Bien étrange en fin de compte ce souci d'honnêteté : non que nous fussions toujours honnêtes, il doit bien nous arriver ici ou là d'y déroger, mais plutôt que le souci de l'être ne cesse de nous en habiter comme si cette voix, surgie des profondeurs, bondissait encore de note en lointain écho pour tinter en notre âme, pas même affaibli.

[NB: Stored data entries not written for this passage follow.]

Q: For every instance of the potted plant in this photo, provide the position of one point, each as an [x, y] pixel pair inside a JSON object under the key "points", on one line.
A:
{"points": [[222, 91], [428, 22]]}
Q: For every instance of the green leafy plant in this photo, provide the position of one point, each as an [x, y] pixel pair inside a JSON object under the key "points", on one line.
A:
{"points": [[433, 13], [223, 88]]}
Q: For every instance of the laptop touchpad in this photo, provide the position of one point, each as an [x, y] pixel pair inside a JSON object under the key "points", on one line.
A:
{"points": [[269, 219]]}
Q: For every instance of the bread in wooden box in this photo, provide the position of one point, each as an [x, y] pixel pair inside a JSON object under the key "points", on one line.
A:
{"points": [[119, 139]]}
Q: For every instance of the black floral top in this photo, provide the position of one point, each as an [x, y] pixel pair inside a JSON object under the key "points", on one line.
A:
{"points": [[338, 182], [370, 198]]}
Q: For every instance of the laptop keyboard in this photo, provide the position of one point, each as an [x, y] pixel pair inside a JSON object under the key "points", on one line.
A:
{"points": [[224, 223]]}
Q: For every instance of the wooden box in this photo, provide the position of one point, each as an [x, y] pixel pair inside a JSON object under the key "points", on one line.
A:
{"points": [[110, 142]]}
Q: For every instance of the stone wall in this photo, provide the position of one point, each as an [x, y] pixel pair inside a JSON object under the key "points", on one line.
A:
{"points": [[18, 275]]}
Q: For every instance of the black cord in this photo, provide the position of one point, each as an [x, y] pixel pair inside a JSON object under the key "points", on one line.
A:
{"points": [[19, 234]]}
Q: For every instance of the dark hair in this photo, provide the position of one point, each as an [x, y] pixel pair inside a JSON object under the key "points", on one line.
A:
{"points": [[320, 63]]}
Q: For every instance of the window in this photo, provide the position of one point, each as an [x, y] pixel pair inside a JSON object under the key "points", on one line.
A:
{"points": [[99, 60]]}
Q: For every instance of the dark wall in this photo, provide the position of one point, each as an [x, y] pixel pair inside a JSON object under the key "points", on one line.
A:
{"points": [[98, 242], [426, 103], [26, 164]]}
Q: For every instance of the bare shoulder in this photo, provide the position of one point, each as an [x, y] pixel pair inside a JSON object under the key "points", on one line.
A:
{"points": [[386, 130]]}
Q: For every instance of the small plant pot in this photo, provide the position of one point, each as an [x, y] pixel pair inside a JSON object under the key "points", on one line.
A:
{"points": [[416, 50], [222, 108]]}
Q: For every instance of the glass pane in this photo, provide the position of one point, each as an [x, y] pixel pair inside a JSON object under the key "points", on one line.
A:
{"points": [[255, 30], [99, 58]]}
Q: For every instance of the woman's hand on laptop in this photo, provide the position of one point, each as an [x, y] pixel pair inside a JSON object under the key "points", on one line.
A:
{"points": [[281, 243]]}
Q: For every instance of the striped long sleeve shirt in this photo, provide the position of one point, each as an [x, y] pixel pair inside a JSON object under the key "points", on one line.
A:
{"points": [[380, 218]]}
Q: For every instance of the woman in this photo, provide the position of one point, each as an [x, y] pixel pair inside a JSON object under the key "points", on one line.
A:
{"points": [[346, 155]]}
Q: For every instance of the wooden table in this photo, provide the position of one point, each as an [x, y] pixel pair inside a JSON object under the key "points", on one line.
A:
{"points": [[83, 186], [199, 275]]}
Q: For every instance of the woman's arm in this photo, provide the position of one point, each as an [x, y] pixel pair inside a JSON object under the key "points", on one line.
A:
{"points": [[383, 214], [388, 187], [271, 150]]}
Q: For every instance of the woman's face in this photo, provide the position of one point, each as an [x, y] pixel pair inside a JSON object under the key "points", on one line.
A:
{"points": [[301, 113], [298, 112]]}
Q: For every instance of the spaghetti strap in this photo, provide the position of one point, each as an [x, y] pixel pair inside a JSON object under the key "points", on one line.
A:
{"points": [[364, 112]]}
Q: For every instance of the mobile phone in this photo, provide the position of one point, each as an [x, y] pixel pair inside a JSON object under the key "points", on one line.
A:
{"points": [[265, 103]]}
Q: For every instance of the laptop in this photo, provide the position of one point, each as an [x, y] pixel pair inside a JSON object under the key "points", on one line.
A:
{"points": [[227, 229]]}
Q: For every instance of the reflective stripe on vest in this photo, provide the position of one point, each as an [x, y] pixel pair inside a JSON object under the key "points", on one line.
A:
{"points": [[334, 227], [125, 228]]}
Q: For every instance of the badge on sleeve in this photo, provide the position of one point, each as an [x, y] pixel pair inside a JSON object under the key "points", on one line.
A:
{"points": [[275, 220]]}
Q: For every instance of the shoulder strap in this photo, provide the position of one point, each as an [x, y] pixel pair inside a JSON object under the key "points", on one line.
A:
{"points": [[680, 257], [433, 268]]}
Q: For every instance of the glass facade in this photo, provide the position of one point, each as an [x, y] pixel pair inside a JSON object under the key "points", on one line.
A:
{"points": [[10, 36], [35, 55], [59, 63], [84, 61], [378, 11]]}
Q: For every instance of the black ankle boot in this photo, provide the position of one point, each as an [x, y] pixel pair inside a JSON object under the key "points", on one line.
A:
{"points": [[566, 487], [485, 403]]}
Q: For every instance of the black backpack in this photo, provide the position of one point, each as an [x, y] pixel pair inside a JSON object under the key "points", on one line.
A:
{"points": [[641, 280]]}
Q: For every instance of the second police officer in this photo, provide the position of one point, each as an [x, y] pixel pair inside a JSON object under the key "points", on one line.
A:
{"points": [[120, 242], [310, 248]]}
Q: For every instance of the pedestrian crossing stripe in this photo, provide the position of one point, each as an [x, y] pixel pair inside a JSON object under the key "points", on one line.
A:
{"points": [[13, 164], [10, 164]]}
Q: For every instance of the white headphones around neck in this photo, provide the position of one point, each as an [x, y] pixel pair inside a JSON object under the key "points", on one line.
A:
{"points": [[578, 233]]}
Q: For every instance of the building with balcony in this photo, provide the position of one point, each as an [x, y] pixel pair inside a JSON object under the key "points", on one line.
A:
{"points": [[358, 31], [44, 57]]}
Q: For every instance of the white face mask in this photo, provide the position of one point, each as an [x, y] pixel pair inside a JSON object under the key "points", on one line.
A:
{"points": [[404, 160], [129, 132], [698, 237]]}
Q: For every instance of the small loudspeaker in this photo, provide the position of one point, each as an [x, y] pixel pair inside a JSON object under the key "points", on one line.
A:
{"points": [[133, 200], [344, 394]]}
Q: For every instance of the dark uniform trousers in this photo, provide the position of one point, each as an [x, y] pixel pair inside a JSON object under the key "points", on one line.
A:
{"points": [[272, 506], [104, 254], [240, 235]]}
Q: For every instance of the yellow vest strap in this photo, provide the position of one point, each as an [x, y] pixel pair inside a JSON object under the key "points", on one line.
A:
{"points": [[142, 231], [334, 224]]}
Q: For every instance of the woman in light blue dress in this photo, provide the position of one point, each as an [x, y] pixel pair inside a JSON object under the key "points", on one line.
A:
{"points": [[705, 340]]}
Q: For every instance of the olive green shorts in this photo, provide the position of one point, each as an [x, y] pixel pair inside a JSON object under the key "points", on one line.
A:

Or c'est bien de cela dont il s'agit où j'entends comme le refrain d'une mélodie que tu tins toi-même de ton père et lui-même … C'est un peu, en ce témoin que l'on se passe d'âme en âme, comme si le temps définitivement suspendu vous laissait à entendre identique aria que l'on se retourne en arrière ou projette vers l'horizon ; ou que les rôles s'inversant le père que j'étais devenu regardât le fils que tu n'avais jamais cessé d'être et que celui qui écrit et redoute qu'on ne lui réponde plus attendît encore qu'on le soutienne et encourage.

Il y a dans ce souci d'honnêteté de la fidélité - celle que permet cet insolite instant où vieillir et rajeunir s'équivalent, où le temps pour une fois léger à en pleurer non pas s'impose ni épaissit mais lumineux tel le souffle d'un ange entrouvre la porte.

J'aime à penser que cet étrange oasis où passé et futur s'entremêlent ait à voir avec le sourire et la légèreté de l'être … enfin soutenable. J'aime à croire qu'il ne soit ici rien de triste encore moins de tragique … l'enroulé seulement d'une mélodie qui ne peut finir ; qui est celle de l'être.